Appearance
Patient information and anonymization
Background
Medical images, and specifically DICOM formatted images by their very nature contain a large amount of sensitive, personal information. The images generally hold information about a real patient's body, diseases they may be suffering from, surgeries they have undergone, or other anatomic peculiarities. This information on its own is not necessarily sensitive, as a given image by itself could be from anyone and simply shows anatomy, just as an image from a textbook might.
However, DICOM image files also usually contain identifying information about the patient from whom the images were obtained. Things like their name, sex, date of birth, sometimes even address and telephone number, information known as Personally Identifying Information (PII). These are obviously things that most people would not want to be publically available, particularly when linked to something as personal as images of your body. Medical PII is considered so sensitive that in the United States, laws (HIPAA) protect its use. Information protected under HIPAA is termed Protected Health Information (PHI).
This information is encoded in "headers" or "tags" contained within the image files themselves. This is very important information to keep intact when using these images in the context of health care. You would not want, through some error or accident, to mix up whose images are whose.
However, in the educational or research settings, keeping the real patient information is not necessary, and so we remove it through a process of de-identification
or anonymization
.
De-identification vs anonymization
Generally, de-identification
can be thought of as the process of removing PII while preserving a pathway to re-identification. For example, an imaging study may have the patient's name removed and replaced with a unique identifier, one that is stored in a reference table elsewhere alongside the patient's real name. That way, a researcher with the appropriate access may be able to go back and figure out who the study belongs to. The images themselves, however, do not contain sensitive information.
On the other hand, anonymization
refers to the irreversible removal of PII. In this case, any identifying information in the images might be replaced with a truly random identifier, or simply permanently deleted. The imaging study is therefore permanently divorced from the original patient.
Problems with anonymization
The process of de-identification and anonymization is not as simple as it sounds, as there may be other ways of re-identifying an image as belonging to a specific patient. For example, say a patient has a chest xray performed while wearing a metal necklace in the shape of their name. Or, perhaps a patient has a very rare congenital anatomic variant, or has had a new or uncommon procedure performed that allows one to infer their identity. These issues make true anonymization a thorny process, and one that still requires human guidance and judgement to ensure the safety of PII.
Pacsbin's approach
The Pacsbin platform strives to maintain a system free of any PHI or PII while also making the process of uploading images as simple and streamlined as possible. While ideally the anonymization process would be fully automated, this is not currently possible. However, we do automate the most common and complicated forms of anonymization.
Local anonymization
The Pacsbin uploader is a web application that loads DICOM images from the user's computer and performs the anonymization steps in the browser, on the user's own computer, without sending the images to a server for processing. Only after anonymization is complete, and the images have been reviewed by the user for appropriate anonymization, will the images be sent via an encrypted HTTPS request to the Pacsbin servers.
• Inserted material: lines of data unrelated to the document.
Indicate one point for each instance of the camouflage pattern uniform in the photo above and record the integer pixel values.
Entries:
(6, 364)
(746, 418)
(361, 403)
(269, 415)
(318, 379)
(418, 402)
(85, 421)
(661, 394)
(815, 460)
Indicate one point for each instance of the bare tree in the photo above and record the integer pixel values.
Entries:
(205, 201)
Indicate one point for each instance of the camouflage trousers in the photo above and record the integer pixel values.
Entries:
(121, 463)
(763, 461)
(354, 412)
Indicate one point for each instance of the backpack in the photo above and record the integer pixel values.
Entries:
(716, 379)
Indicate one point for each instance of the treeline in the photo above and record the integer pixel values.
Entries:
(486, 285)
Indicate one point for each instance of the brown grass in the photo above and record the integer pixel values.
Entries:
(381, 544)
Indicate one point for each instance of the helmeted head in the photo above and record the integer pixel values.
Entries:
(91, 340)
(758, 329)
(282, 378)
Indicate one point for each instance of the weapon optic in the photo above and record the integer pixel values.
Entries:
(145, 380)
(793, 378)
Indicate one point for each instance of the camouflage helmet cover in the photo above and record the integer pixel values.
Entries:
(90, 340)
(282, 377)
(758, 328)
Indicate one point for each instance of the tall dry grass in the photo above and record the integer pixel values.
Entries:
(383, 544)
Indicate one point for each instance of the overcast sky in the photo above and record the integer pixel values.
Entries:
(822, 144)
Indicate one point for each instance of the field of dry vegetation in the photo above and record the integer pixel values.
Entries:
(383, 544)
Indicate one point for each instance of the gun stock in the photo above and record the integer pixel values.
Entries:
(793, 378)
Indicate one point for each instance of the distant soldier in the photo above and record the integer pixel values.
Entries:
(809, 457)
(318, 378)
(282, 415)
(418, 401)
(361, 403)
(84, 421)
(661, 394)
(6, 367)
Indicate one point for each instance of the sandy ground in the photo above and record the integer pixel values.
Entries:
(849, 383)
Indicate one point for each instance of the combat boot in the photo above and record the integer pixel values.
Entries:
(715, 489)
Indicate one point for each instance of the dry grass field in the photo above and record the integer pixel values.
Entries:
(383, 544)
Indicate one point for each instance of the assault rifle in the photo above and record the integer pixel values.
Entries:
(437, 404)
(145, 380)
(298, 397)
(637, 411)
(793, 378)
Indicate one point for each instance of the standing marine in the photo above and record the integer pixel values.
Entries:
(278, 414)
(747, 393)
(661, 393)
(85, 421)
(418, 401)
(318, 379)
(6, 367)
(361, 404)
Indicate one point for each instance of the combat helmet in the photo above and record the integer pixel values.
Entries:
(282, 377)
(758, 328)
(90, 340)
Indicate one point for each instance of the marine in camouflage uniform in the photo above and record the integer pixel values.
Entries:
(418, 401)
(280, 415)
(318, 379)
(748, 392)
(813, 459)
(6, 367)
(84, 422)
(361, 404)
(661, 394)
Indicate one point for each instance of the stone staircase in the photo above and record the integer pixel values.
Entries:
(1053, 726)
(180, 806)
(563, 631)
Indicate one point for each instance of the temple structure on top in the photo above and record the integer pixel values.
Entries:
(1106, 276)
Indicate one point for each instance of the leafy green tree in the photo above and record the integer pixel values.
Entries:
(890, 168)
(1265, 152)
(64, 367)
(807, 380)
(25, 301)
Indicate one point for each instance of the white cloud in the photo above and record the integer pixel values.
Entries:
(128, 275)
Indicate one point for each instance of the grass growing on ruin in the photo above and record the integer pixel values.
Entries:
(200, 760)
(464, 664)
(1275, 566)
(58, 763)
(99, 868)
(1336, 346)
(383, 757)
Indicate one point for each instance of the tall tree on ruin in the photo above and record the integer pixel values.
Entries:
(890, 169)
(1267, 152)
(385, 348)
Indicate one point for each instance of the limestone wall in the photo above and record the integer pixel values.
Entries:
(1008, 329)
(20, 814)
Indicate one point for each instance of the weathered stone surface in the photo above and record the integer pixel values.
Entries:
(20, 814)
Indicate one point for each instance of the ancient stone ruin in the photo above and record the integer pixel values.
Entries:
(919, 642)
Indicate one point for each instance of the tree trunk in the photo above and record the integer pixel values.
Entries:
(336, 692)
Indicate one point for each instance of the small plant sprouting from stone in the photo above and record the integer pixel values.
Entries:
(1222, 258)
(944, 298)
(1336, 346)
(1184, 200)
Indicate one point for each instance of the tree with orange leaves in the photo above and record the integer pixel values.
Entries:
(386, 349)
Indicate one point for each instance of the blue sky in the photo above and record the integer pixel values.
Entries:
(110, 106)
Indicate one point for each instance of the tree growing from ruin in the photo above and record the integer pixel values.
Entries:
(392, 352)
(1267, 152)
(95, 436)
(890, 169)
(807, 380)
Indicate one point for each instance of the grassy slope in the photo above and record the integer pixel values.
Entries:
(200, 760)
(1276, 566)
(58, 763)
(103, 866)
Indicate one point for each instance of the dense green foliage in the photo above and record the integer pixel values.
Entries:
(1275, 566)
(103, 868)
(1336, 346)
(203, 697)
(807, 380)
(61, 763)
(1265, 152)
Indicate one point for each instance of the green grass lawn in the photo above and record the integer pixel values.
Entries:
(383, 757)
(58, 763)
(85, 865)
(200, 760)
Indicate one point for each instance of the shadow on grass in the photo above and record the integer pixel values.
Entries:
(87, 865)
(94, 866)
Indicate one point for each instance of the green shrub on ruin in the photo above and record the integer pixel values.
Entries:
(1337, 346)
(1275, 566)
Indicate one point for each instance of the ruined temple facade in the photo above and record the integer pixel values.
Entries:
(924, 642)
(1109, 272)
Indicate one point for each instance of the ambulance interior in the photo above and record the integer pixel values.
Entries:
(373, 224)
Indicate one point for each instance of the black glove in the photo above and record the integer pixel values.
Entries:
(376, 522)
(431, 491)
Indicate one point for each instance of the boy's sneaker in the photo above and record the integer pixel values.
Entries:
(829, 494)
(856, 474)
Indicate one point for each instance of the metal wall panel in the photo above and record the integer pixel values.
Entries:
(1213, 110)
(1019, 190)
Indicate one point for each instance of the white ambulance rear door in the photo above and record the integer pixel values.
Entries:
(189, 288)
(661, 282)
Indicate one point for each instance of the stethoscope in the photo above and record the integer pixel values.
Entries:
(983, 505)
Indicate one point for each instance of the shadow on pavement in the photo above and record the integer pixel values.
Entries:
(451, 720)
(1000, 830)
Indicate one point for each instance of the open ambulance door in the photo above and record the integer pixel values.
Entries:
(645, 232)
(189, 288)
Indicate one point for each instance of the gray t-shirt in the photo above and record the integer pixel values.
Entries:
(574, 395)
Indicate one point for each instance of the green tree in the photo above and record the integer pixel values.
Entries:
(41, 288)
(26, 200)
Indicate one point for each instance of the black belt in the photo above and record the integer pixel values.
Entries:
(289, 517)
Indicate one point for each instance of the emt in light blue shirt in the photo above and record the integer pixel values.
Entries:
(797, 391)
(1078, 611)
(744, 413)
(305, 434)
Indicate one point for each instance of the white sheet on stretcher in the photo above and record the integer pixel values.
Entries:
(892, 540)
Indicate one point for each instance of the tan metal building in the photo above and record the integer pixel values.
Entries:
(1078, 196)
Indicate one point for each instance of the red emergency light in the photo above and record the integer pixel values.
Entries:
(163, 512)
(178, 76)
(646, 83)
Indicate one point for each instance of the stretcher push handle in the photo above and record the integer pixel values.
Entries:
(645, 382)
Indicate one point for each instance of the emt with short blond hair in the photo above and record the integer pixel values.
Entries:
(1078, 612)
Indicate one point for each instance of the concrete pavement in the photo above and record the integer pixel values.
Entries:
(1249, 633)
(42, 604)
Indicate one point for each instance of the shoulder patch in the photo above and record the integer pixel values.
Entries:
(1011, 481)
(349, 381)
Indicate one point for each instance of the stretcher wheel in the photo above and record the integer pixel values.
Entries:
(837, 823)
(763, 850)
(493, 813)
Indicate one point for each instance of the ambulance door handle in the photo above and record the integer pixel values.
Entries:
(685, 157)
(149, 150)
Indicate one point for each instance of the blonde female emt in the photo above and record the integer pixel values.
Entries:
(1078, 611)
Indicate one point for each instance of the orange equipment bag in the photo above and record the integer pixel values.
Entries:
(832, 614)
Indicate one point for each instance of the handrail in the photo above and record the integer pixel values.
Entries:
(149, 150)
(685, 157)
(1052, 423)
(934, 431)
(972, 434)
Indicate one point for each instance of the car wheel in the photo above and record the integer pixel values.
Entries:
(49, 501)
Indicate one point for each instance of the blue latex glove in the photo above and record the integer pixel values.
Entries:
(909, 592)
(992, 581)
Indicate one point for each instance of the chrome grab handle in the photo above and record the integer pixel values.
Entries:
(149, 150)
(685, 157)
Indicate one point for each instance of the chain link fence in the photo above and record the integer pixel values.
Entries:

DICOM header anonymization
The main place PII lives in DICOM images are the DICOM "headers" or "tags", bits of data that are encoded alongside the image data in the file. The Pacsbin uploader uses a system based on the RSNA's CTP anonymizer to perform automatic removal of sensitive data from the headers.
The header anonymizer implements DICOM standard PS3.15 E.2 Basic Application Level Confidentiality Profile with the following options:
- Clean Pixel Data (allow manual redaction of burned-in PHI)
- Retain Longitudinal Temporal Information with Modified Dates Option (Dates are "hashed" according to a deterministic algorithm that will retain relative time differences between two studies, while not allowing the original true date/time to be recovered)
All "private" or non-standard headers are removed.
The full script used for header anonymization can be found here.
Image redaction
One of the biggest challenges in DICOM anonymization is "burned in" PII, meaning information (usually text) that has been written into the image itself. This commonly includes ultrasound images, scanned physical documents, and post-processed images. Because anything can be included in the pixel data of the images, automatically removing PHI from the images themselves is nearly impossible, and human intervention is needed.
The Pacsbin uploader contains built-in tools to view the images that will be uploaded, and allow the user to manually redact (erase) areas of the images that contain PII.